Progressive Growing of GANs for Improved Quality, Stability, and Variation

Overview

Progressive Growing of GANs for Improved Quality, Stability, and Variation
— Official TensorFlow implementation of the ICLR 2018 paper

Tero Karras (NVIDIA), Timo Aila (NVIDIA), Samuli Laine (NVIDIA), Jaakko Lehtinen (NVIDIA and Aalto University)

Representative image
Picture: Two imaginary celebrities that were dreamed up by a random number generator.

Abstract:
We describe a new training methodology for generative adversarial networks. The key idea is to grow both the generator and discriminator progressively: starting from a low resolution, we add new layers that model increasingly fine details as training progresses. This both speeds the training up and greatly stabilizes it, allowing us to produce images of unprecedented quality, e.g., CelebA images at 10242. We also propose a simple way to increase the variation in generated images, and achieve a record inception score of 8.80 in unsupervised CIFAR10. Additionally, we describe several implementation details that are important for discouraging unhealthy competition between the generator and discriminator. Finally, we suggest a new metric for evaluating GAN results, both in terms of image quality and variation. As an additional contribution, we construct a higher-quality version of the CelebA dataset.

★★★ NEW: StyleGAN2-ADA-PyTorch is now available; see the full list of versions here ★★★

Resources

All the material, including source code, is made freely available for non-commercial use under the Creative Commons CC BY-NC 4.0 license. Feel free to use any of the material in your own work, as long as you give us appropriate credit by mentioning the title and author list of our paper.

Versions

There are two different versions of the source code.

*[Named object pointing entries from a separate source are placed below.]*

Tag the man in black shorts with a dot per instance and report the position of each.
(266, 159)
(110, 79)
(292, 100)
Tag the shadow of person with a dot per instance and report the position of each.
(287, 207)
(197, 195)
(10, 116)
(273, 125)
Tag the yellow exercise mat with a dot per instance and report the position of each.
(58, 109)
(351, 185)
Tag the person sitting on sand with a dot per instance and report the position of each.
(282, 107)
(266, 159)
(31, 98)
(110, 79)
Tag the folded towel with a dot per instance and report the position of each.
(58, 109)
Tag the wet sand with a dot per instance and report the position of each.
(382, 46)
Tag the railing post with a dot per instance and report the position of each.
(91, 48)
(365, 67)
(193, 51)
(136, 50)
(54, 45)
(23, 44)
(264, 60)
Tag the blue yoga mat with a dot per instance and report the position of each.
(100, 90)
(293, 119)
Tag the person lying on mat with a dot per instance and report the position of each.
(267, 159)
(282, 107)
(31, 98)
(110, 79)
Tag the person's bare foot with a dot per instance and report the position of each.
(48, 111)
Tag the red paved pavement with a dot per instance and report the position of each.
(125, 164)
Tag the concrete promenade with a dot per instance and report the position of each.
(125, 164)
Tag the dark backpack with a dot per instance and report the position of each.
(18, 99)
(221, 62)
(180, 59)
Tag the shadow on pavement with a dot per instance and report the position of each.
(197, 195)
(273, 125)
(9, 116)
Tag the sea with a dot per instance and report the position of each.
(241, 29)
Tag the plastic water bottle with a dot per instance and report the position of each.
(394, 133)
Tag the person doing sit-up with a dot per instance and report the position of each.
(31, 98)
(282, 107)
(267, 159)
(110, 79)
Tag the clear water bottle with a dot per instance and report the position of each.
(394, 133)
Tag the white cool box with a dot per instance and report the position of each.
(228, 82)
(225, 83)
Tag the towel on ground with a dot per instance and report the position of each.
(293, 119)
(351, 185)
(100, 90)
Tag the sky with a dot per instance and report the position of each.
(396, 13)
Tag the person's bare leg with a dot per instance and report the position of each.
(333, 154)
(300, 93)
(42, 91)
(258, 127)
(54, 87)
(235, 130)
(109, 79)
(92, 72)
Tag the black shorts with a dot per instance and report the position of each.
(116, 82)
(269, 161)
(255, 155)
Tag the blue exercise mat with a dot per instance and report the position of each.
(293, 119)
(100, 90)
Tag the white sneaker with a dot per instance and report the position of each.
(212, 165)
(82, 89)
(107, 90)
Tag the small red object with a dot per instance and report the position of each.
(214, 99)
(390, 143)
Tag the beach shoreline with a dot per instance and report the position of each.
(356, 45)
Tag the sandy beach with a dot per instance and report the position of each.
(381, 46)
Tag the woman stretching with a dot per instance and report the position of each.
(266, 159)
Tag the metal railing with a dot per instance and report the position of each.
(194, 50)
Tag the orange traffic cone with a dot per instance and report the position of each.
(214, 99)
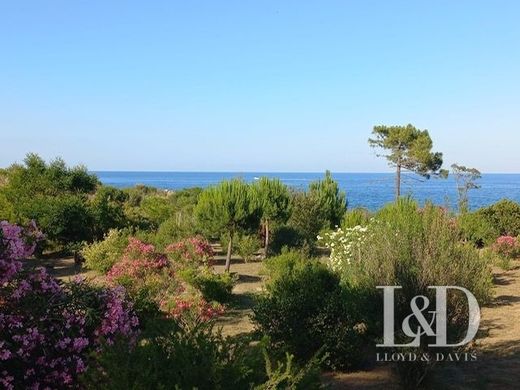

The TensorFlow version is newer and more polished, and we generally recommend it as a starting point if you are looking to experiment with our technique, build upon it, or apply it to novel datasets. The original Theano version, on the other hand, is what we used to produce all the results shown in our paper. We recommend using it if — and only if — you are looking to reproduce our exact results for benchmark datasets like CIFAR-10, MNIST-RGB, and CelebA.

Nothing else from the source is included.